According to the Future Forum, a research consortium backed by Slack Technologies Inc., younger executives cited inequities as their top concern about flexible work arrangements, but the same issue ranked dead last among their older counterparts. The top concern of the group of about 100 older executives, the majority of whom were in their 50s, was the coordination of hybrid-work schedules, followed by productivity and learning. The 400 or so younger executives were also concerned about scheduling and culture.
The study reveals a generational divide in which executives nearing retirement age, who have spent decades in offices and prefer to manage employees in person, differ from younger managers in their 30s and 40s, who are generally more accepting of hybrid arrangements and keen to ensure they benefit everyone. Previous Future Forum polls have found that women and minority workers are more likely than other groups to prefer working from home, raising concerns that the push to return to offices will exacerbate existing workplace inequalities.
"It's troubling," said Brian Elliott, a Slack executive who oversees the Future Forum research, which polls over 10,000 white-collar workers on a quarterly basis. "The risk is that the older generation of executives will miss the fact that their diversity and inclusion goals and future work plans are inextricably linked."
Workers have returned to the workplace in recent months, but the mass migration that many predicted last year has not occurred. Many white-collar workers have continued to work from home while dealing with childcare, the grind of commuting, and concerns about rising Covid-19 cases. According to building-security firm Kastle Systems, office occupancy in ten of the largest US business districts has been stuck below 50% for the entire year, and bosses are hesitant to push workers back in a tight labor market. Nonetheless, recession fears and a rash of hiring slowdowns at companies ranging from Apple Inc. to Goldman Sachs Group Inc. may provide managers with more leverage to nudge workers back.
While that tug-of-war plays out, businesses must devote time and effort to developing flexible-work policies, which usually entail some trial and error. According to research from the HR Policy Association, which represents employers, the biggest challenge in adopting more flexible work models is a mismatch in expectations between the freedom employees crave and the amount of in-office time senior leaders want. However, according to ongoing research from academics led by Stanford University's Nicholas Bloom, the gap between what workers want and what their employers require is closing.
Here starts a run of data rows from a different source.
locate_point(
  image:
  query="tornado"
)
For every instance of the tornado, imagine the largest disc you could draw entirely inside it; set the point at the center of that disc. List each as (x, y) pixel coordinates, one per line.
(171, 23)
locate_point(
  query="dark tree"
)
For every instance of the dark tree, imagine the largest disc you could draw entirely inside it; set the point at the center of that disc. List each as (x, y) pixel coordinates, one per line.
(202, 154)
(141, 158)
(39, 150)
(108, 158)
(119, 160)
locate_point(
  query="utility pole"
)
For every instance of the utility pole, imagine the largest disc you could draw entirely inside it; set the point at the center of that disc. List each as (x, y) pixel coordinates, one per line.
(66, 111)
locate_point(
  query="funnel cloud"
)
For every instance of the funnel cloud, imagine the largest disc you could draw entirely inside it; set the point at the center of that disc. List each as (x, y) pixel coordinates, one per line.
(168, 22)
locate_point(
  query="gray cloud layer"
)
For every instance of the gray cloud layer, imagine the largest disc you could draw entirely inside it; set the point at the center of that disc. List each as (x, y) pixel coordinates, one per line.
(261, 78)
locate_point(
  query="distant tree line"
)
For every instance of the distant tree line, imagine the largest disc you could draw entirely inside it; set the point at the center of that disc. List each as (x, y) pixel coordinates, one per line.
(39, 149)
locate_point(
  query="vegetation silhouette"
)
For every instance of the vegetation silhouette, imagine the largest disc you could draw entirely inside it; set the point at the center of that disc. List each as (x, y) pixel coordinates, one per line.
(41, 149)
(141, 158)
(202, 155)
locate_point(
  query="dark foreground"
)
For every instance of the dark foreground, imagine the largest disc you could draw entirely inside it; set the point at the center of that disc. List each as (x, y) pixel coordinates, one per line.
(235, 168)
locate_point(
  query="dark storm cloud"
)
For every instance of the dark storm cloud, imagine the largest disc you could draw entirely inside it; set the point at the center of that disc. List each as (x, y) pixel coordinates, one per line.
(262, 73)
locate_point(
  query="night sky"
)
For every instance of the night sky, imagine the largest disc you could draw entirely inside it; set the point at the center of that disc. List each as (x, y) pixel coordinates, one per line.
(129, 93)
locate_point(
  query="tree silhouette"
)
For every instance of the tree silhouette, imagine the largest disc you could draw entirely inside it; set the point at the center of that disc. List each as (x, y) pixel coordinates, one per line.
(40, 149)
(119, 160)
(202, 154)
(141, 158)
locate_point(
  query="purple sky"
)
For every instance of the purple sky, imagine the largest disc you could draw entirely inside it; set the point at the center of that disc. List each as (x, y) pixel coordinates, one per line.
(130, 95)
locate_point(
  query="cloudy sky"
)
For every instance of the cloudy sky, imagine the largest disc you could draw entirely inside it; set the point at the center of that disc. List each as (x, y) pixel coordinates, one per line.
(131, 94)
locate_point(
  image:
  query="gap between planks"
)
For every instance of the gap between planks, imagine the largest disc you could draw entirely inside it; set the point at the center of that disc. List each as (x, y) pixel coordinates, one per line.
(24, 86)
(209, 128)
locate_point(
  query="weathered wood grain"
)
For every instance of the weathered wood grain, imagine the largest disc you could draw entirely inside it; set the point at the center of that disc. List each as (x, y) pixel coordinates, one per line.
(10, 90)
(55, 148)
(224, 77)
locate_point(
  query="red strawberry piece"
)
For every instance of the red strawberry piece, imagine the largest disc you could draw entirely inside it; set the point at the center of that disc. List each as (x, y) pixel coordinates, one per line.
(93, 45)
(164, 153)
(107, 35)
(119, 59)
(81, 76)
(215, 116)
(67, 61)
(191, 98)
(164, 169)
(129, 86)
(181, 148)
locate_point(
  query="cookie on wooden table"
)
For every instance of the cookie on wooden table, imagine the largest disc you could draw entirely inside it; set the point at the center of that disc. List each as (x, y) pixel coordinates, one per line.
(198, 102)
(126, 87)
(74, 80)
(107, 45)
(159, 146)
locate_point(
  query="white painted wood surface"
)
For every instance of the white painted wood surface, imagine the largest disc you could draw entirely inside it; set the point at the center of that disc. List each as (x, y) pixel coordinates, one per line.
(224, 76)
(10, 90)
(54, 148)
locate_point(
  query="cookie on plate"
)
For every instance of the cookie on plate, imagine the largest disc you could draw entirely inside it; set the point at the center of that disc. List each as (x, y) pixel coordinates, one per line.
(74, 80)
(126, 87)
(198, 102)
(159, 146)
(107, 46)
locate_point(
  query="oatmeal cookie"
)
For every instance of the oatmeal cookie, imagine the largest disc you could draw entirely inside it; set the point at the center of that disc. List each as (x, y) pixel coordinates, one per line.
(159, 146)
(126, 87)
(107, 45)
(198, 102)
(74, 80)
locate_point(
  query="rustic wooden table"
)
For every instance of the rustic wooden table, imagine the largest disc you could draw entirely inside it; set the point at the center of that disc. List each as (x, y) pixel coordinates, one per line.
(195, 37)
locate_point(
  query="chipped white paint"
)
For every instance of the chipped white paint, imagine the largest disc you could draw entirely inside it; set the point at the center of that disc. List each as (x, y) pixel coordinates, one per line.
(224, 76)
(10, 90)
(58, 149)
Companies juggling remote and in-office workers, for example, frequently try to maintain a level playing field by insisting that if one employee needs to dial into a meeting, everyone does. Teams that collaborate frequently agree on which days everyone will be in the office for more collaborative projects and which times will be reserved for focused individual work.
Nonetheless, the phenomenon of "proximity bias," in which those who arrive at the office first get ahead, persists. According to research from professors at the University of California, Davis and North Carolina University, simply being seen in the office can have an impact on performance evaluations, promotions, and job security. JPMorgan Chase & Co. CEO Jamie Dimon is one of many Baby Boomer-generation executives who have argued that remote work cannot replace the spontaneous idea generation that occurs when colleagues meet at the coffee machine.
Under-represented groups, on the other hand, "want flexibility in both where and when they work," according to Sheela Subramanian, a Slack executive and Future Forum co-founder. Slack, a company that creates virtual collaboration software, benefits from a distributed workforce.